# aba crank sensor harness plug source



## weeblebiker (Apr 3, 2003)

so now I know the crank sensor 3 pin connector is slightly bigger (.933" wide 6mm pin center to center) than the standard 3 pin connectors (.850" wide 5mm pin center to center) in the engine bay. 

anyone have or know a source for one for my ms harness?









my vr sensor plug next to white vr harness recepticle 









edited to add pics


----------



## bonesaw (Aug 8, 2004)

The aba and vr6 connector is different.


----------



## weeblebiker (Apr 3, 2003)

good to know


----------



## bonesaw (Aug 8, 2004)

same amount of pins ans length just different keyways.


----------



## Prof315 (Jan 5, 2009)

weeblebiker said:


> so now I know the crank sensor 3 pin connector is slightly bigger than the other 3 pin connectors in the engine bay.
> 
> anyone have or know a source for one for my ms harness?


I have several


----------



## weeblebiker (Apr 3, 2003)

the one pro315 sent me was the standard .850" wide with 2 slots. I need a .933" wide with 2 slots


----------



## need_a_VR6 (May 19, 1999)

What color is your sensor plug?


----------



## weeblebiker (Apr 3, 2003)

it is a black connector with 2 key ridges and is definitely wider than the standard connector but looks identical.

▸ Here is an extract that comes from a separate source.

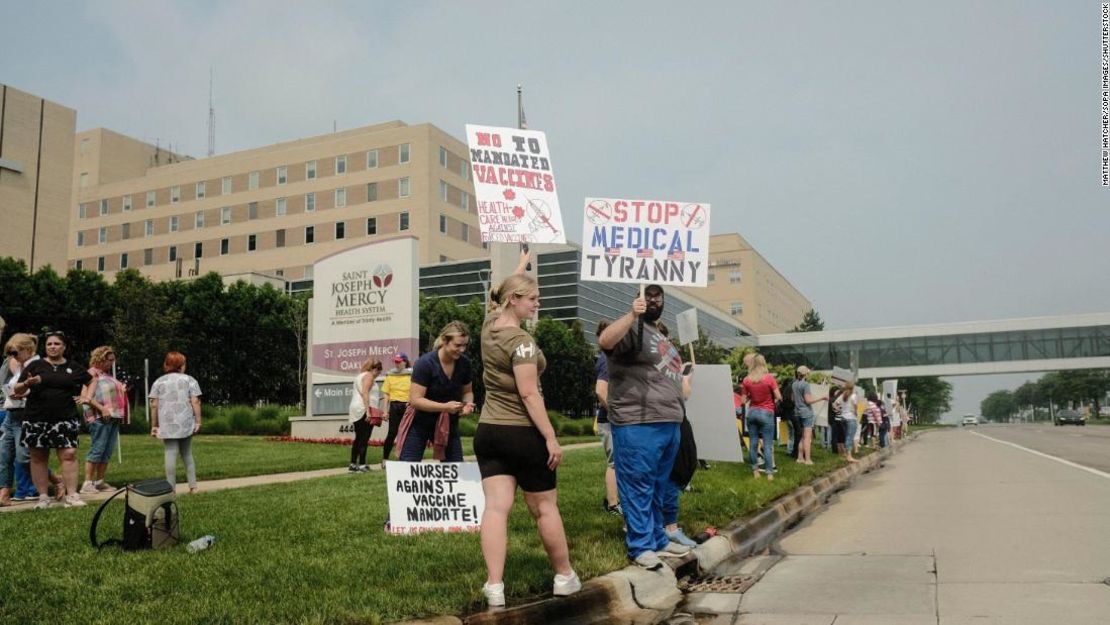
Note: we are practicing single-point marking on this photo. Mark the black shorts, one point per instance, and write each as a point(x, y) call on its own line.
point(514, 450)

I'll take a caliper and get the pin center to center dimension, looks to be the standard 5mm, just a slightly bigger housing. can't find anything that size in the tyco/amp junior power timer cataloge


----------



## -RalleyTuned- (Nov 17, 2008)

iirc its the same size as the Passat Auto TB tps plug. I was able to get them from 034 EFI. Those guys are great with knowing the right sizes on those. They sent the pins as well and were really easy to work with.


----------



## weeblebiker (Apr 3, 2003)

the crank sensor has a 6mm pin center to center dmension instead of the standard 5mm center to center


----------



## -RalleyTuned- (Nov 17, 2008)

So does the passat auto tps


----------



## Sparknock (Feb 25, 2004)

that's an easy one junk yard. i bought a whole harness for 25 bux front to rear!!! i was out there for the whole day. i thing the lady there felt bad for me. maybe that's why it was so cheap


----------



## weeblebiker (Apr 3, 2003)

the yards around here only buy and carry both kinds,,,,,ford And chevy:banghead:


----------



## -RalleyTuned- (Nov 17, 2008)

Did you ever contact 034? I bought one brand new with pins for less than $20 shipped a few years back. I called and talked to them, explained the part and sent a pic and got the correct one for the auto TPS (which is the same as the crank sensor plug)


----------



## weeblebiker (Apr 3, 2003)

not yet, 
it's on my list list of things to get, but not a necessity to get running.


----------



## piratesayargg2 (Dec 7, 2005)

Housing http://www.onlinecomponents.com/te-connectivity-amp-brand-282729-1.html?p=10325401
Pins http://www.onlinecomponents.com/te-connectivity-amp-brand-929937-3.html?p=10530778

$1.90 + shipping


----------



## weeblebiker (Apr 3, 2003)

that has a 5mm pitch, not 6mm


----------



## scottgti (Sep 28, 2007)

Passat tps plug=knock sensor plug≠crank sensor plug


----------



## weeblebiker (Apr 3, 2003)

Got it. 034 charged me close to $40 
but here is the part #s! 
357 972 753 
76162 
Now y'all can source it for


----------



## weeblebiker (Apr 3, 2003)

This is also the connector for the 020 vss sensor :banghead:


----------



## weeblebiker (Apr 3, 2003)

I miss read the pn initially and corrected, now it comes up in searches, this made by Delphi also, Delphi pn 15327870 listed as a timer connector


----------



## piratesayargg2 (Dec 7, 2005)

Amp Timer Part Number: 1-828963-1

Datasheet: http://datasheet.elcodis.com/pdf/3/25/32571/1-828963-1.pdf


----------



## weeblebiker (Apr 3, 2003)

that looks like the one!!!! :wave:


----------



## weeblebiker (Apr 3, 2003)

It's a freaking propriatary product! not for general sale :banghead:

it has a delphi cross, they are probably are the ones keeping it propriatary


----------



## piratesayargg2 (Dec 7, 2005)

You can buy them here http://www.onlinecomponents.com/te-connectivity-amp-brand-18289631.html?p=10194811 but theres a 12 week lead time.


----------



## weeblebiker (Apr 3, 2003)

it a bogus lead time.
this is pretty much a dealer only part
found one on ebay, closest dealer is an hr away


----------